Two Recent Task Forces Worth Knowing About

Elmbrook has used internal workgroups for significant decisions before. Two examples stand out.

The DEI Workgroup, formed in fall 2020, proposed replacing “equality” with “equity” in the district’s Strategic Map. It generated significant community pushback when it became public. Board members Scott Wheeler and Mushir Hassan both sat on the group. Meeting notes from November 23, 2020 documenting the workgroup’s direction were later made private.

The School Reopening Task Force in summer 2020 ended with a member being removed after she used blunt language to criticize colleagues in her field. Superintendent Hansen called it “a violation of community values” and confirmed her removal.

In both cases, small groups operated with limited public visibility and produced outcomes that caught residents off guard. The question isn’t whether those outcomes were right or wrong — it’s whether the community had a real opportunity to weigh in before decisions were made.
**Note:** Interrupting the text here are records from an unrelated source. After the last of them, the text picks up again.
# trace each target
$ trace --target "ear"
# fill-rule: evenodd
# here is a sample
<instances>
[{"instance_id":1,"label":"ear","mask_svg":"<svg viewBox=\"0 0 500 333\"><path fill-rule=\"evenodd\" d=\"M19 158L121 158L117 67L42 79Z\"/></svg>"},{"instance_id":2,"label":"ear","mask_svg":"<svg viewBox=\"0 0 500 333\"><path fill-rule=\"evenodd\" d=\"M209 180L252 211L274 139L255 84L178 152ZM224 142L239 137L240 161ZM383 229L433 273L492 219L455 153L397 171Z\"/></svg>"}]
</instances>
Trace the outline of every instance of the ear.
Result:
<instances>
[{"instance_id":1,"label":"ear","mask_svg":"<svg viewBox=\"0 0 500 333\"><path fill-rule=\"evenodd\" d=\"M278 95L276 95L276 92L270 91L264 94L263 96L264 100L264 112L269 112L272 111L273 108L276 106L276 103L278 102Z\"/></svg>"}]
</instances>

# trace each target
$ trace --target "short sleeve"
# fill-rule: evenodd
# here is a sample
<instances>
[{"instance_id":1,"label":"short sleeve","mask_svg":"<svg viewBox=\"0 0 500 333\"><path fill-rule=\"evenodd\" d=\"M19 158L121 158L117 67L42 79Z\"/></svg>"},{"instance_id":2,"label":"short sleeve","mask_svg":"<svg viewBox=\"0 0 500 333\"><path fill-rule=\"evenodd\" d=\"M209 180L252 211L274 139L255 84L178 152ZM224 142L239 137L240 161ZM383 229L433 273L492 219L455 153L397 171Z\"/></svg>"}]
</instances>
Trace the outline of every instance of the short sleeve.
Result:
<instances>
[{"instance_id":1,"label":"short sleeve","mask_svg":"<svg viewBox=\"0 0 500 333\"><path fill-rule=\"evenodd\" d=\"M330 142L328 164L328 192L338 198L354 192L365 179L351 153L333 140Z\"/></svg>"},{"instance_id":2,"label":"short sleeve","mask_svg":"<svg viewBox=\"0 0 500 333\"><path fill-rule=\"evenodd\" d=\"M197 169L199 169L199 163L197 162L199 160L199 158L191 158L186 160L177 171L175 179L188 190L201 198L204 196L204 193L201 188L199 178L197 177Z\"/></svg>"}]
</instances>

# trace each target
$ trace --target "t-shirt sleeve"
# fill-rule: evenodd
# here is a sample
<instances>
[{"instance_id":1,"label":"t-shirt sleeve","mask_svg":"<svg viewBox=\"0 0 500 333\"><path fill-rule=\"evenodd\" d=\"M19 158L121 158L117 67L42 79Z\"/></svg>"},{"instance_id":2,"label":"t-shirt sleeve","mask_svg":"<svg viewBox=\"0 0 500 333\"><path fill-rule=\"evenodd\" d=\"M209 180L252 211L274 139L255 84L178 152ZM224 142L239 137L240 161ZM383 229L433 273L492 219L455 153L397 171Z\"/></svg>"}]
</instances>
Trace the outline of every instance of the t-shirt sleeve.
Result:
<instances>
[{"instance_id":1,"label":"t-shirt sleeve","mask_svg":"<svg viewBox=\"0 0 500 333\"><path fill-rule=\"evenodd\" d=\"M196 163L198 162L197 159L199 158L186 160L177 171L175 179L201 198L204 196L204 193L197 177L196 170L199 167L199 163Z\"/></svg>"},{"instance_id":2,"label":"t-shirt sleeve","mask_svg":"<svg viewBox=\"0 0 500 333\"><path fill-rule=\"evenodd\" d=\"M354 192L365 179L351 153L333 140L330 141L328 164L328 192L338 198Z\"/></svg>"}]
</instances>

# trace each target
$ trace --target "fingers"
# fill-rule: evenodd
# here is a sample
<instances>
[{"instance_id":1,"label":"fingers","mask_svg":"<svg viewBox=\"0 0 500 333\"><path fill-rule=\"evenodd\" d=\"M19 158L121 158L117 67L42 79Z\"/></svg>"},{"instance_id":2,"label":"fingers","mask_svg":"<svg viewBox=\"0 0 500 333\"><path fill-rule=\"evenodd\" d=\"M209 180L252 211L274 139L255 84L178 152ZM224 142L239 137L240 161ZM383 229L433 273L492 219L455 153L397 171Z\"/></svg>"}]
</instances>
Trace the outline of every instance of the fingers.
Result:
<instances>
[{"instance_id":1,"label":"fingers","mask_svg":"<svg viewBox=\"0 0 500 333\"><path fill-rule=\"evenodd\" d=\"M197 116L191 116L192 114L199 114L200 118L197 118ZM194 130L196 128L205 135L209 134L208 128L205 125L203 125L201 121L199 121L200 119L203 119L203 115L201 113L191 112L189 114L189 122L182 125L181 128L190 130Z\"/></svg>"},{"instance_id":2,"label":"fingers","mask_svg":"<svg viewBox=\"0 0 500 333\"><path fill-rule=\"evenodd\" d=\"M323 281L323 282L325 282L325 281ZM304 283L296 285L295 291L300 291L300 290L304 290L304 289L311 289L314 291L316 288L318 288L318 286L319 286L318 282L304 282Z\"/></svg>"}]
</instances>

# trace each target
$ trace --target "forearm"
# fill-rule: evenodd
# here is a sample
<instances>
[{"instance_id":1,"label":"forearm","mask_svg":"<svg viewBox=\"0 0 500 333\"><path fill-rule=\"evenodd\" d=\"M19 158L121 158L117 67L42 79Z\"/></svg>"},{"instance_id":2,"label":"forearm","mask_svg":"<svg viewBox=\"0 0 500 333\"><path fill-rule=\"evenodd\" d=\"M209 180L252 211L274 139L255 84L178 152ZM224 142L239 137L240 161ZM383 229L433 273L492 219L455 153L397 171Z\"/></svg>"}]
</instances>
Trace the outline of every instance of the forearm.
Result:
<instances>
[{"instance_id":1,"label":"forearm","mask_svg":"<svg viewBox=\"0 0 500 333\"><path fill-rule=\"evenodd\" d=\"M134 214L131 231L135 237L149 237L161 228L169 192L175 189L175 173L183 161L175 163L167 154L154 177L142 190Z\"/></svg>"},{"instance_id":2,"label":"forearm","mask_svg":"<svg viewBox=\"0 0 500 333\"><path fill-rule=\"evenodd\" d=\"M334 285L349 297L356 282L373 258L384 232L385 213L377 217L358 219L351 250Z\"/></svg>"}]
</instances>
Three Candidates. April 7.

Three Elmbrook school board seats are on the ballot this spring. Sam Hughes is a current board member, engineer, and business owner. Kevin Klandrud is a former military officer and educator running directly against Board President Scott Wheeler. Bob Burlage is a college professor and administrator.

All three have said publicly they want higher standards for transparency, more community input before major votes, and fiscal caution ahead of any new referendum discussion.

Early voting runs March 24 through April 3 at City Hall. Election Day is April 7.